From studio to dining table: Art with a chef’ hat
10/08/2024
11 min reading time
Are artists especially creative when it comes to cooking? A glance in the kitchens of the art world. This time with a short chronicle of artists’ restaurants, from Daniel Spoerri to Jennifer Rubell.
Allen Ruppersberg and Les Levine serve filet of tree bark and Halifax salmon steak
In the 1960s, many young artists felt a similar impulse to place everyday places and objects at the center of their work. As an artist, the idea of donning the role of running a restaurant fitted perfectly into this age of artistic upheaval. In 1969, two restaurants based on this principle opened in the United States: Allen Ruppersberg’s “Al’s Café” in Los Angeles and Les Levine’s “Levine’s Restaurant” in New York. Al’s Café opened on Thursday evenings and resembled a classic American diner, although a glance at the menu revealed many a hard-to-digest meal such as “three rocks with a scrunched up piece of paper”, “filet of tree bark” or “cotton with stardust”, an ironic allusion to the Land Art movement evolving at the time. After an order was placed, Ruppersberg then prepared these sculptural meals and served them; guests consumed them at their own risk. That said, real beer was on sale and over the three months of its existence the café (part installation, part participatory performance) in this way soon emerged as a popular meeting point of the local art scene.
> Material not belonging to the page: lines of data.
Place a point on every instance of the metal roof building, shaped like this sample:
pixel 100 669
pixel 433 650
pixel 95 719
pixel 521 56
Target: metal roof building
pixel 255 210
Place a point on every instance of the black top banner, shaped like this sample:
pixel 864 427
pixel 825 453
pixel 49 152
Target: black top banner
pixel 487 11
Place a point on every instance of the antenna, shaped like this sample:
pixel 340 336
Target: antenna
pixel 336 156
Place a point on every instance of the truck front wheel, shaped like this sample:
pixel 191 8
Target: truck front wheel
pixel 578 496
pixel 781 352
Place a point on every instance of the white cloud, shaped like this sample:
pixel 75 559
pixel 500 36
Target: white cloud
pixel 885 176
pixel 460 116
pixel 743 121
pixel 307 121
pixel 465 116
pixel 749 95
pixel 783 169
Gordon Matta-Clark serves oxtail soup and frog’s legs
What was probably the artist-restaurant project of that era which ran for longest was “FOOD” (1971–3), opened by Gordon Matta-Clark, Carol Gooden, and Tina Girouard in New York’s SoHo district. It was run entirely by artists and was the only eatery in the district that offered healthy, sustainable, and affordable food; within a short space of time, the restaurant had become highly popular and a central meeting place for the creative scene. Matta-Clark organized regular performances there, such as his “Bone Dinner”, during which he served oxtail soup, followed by roasted marrowbone dumplings and frog’s legs. At the end of each evening, each guest was given a necklace made from the bones left on the plates. FOOD evidently succeeded effortlessly in functioning as a restaurant, a social experiment and a participatory artwork, whereby the latter term did not really gain sway until over 20 years later.
Jennifer Rubell serves a vast range of brunches
Well before Tiravanija opened his Art-Basel pop-up restaurant, another artist had dedicated herself to providing the public at the Swiss art fair with culinary and artistic fare: Jennifer Rubell. From 2002 to 2018, each year on the occasion of the opening week of Art Basel Miami Bech the US concept artist and daughter of famed collector couple Mera and Don Rubell invited everyone to a monumental breakfast in the courtyard of the Rubell Family Collection. Rubell opted for a classic menu: Sometimes there were hard-boiled eggs, croissants, and bacon; other times porridge with raisins; or yoghurt; or Danish pastries, donuts or bread with butter and salt. The way the food was served was anything but conventional. Part installation, part interactive food performance, in “Faith”, 1,573 pastries were balanced on a giant seesaw; in “50 Cakes”, the Rubells spoonfed their guests by hand with chocolate, vanilla, and strawberry cake; at “Just Right”, the public was left completely to its own devices. Borrowing from the fairytale of Goldilocks and the Three Bears, you had to clamber through a hole in the fence into a derelict house, grab a bowl and spoon from two huge heaps, serve yourself porridge from huge, steaming pots, and grab a sachet of sugar, a box of raisins and then get some milk from one of the large fridges.
Rubell, who is also a trained cook, initially rejected the idea of defining her brunch installations as art. However, the participants in the food performances constantly enquired after the name of the artist behind the events and in 2009 the influential art critic at the “New York Times” Roberta Smith labeled a contribution Rubell made to Performa 09 as a “successful melding of installation art, happening and performance”. Only then, and on recognizing how closely her ideas were related to Tiravanija’s concepts and the principles of relational aesthetics did Rubell start to present herself openly as an artist.